What is the status of abbreviated functions in C++? [duplicate]

Question

What's the status of abbreviated functions in C++? Searching around, I see some mention of it in a working draft on C++ concepts. At the same time, GCC seems to have no problems with code like

#include <iostream>

auto foo(auto x) {
    std::cout << x << std::endl;
}

int main() {
    foo(1);
    foo(1.2);
}

Now, if I do compile with -Wpedantic, I get the warning:

g++ -std=c++14 -Wpedantic test08.cpp -o test08
test08.cpp:3:9: warning: ISO C++ forbids use of 'auto' in parameter declaration [-Wpedantic]
 auto foo(auto x) {
         ^

which tells me that abbreviate functions are not fully in the standard. As such, what's their current status with respect to the C++ standard and with respect to common C++ compilers?

Answer 1

I think what you're asking about is Abbreviated Function Templates.

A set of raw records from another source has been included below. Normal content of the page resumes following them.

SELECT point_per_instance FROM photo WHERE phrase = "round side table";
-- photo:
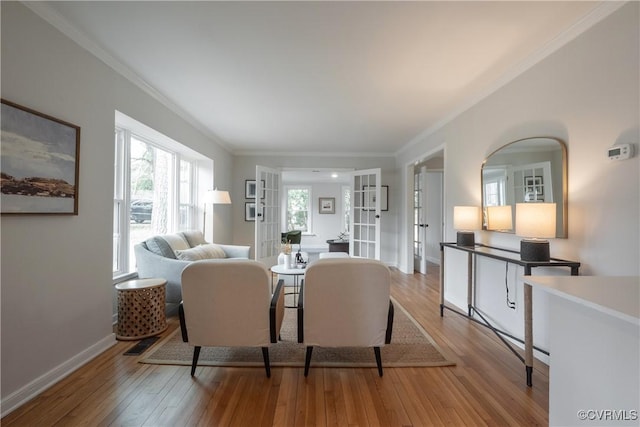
(141, 308)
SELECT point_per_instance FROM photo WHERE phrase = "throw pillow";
(206, 251)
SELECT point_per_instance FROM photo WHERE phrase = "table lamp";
(499, 218)
(465, 220)
(535, 222)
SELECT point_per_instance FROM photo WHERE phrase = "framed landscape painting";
(40, 156)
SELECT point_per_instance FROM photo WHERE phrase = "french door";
(419, 221)
(267, 225)
(364, 235)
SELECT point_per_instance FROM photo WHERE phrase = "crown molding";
(46, 12)
(312, 154)
(603, 10)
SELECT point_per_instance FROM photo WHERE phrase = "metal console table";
(513, 257)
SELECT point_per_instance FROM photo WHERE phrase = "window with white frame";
(155, 188)
(298, 208)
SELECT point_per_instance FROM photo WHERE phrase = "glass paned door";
(268, 222)
(364, 236)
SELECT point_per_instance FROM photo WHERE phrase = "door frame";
(406, 237)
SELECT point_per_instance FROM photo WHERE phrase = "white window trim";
(285, 198)
(202, 167)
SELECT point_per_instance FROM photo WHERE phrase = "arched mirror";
(529, 170)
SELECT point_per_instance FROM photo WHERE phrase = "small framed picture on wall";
(327, 205)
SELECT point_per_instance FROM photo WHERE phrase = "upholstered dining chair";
(345, 302)
(228, 303)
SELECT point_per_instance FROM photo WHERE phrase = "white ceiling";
(320, 77)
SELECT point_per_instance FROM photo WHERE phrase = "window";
(155, 188)
(298, 208)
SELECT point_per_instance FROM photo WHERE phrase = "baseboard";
(37, 386)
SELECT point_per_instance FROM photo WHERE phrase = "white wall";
(244, 167)
(587, 94)
(56, 270)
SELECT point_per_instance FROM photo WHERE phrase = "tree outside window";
(298, 209)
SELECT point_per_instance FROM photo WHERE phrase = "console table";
(512, 257)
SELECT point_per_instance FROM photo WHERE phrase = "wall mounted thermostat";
(620, 152)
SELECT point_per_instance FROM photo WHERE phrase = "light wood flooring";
(486, 387)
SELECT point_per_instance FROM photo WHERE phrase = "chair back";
(226, 302)
(346, 302)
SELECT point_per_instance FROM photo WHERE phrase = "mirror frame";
(562, 232)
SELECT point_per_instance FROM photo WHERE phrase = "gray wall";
(56, 270)
(586, 94)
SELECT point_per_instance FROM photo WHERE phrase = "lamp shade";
(499, 218)
(218, 197)
(536, 220)
(466, 218)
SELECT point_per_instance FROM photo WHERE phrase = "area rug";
(410, 346)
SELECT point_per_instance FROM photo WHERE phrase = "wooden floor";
(486, 387)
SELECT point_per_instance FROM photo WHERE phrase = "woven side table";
(141, 305)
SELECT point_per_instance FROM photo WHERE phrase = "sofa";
(165, 256)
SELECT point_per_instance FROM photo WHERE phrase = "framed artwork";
(40, 162)
(369, 197)
(250, 189)
(327, 205)
(250, 211)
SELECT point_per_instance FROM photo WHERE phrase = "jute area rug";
(410, 346)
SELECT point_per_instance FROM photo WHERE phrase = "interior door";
(364, 235)
(267, 226)
(419, 221)
(433, 215)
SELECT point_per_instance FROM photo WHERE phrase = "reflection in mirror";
(526, 171)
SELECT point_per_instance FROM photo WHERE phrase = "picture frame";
(326, 205)
(40, 162)
(369, 197)
(250, 189)
(250, 211)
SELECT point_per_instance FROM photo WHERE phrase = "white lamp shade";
(499, 218)
(466, 218)
(218, 197)
(536, 220)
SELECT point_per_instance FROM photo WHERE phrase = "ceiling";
(320, 77)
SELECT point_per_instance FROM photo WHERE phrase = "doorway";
(427, 205)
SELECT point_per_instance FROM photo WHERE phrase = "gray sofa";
(165, 256)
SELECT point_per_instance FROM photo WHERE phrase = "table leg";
(469, 283)
(528, 333)
(441, 281)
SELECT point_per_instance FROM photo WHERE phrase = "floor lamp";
(214, 197)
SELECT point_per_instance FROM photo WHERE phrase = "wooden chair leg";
(196, 354)
(376, 350)
(265, 356)
(307, 360)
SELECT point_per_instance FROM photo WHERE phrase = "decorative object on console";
(499, 218)
(535, 222)
(214, 197)
(465, 220)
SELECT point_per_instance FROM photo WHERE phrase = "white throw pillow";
(206, 251)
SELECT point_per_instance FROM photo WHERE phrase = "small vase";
(287, 261)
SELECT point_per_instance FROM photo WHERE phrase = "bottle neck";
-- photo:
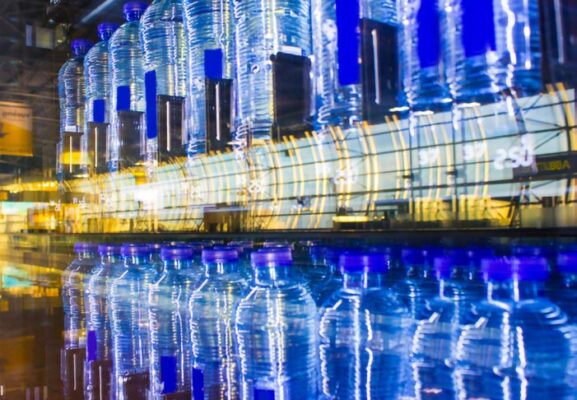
(109, 259)
(570, 281)
(136, 261)
(85, 255)
(272, 275)
(419, 272)
(363, 280)
(220, 268)
(514, 290)
(176, 265)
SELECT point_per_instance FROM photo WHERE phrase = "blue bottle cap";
(360, 262)
(176, 252)
(135, 249)
(273, 244)
(270, 257)
(332, 255)
(444, 265)
(430, 252)
(530, 250)
(109, 249)
(133, 10)
(528, 268)
(106, 29)
(496, 268)
(524, 268)
(80, 47)
(220, 255)
(155, 248)
(567, 262)
(317, 252)
(413, 256)
(85, 247)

The document that you link to defines it this way:

If the auto type-specifier appears in a parameter type of a function declaration, the function declaration declares an abbreviated function template. Example: void f(const auto&, int);

Meaning that example would translate to:

template <typename T>
void f(const T&, int);

The C++14 standard is getting generic lambdas. Example: auto lambda = [](auto x, auto y) {return x + y;}; But I haven't seen anything saying that "generic lambda" functionality will be extended to traditional functions.

Unlike Technical Report 1, Technical Report 2 will be released as seperate technical specifications: Is TR2 Going to be Released in C++17?

It appears that the next hurdle for the Concepts Technical Specification in particular is the WG21 Concepts Meeting.

You can read a bit more about the Concepts Technical Specification here: http://en.wikipedia.org/wiki/Concepts_%28C%2B%2B%29

Answer 2

It looks like you are trying to create a templated function, well at least it looks like you need one :)

template <typename X>
void foo(X x) {
    std::cout << x << std::endl;
}

This will expand during compile time, how should the compiler know which type auto should be interpreted as? In your example you use two different types.

Note though that you are not returning anything inside your function, but still uses auto as return type.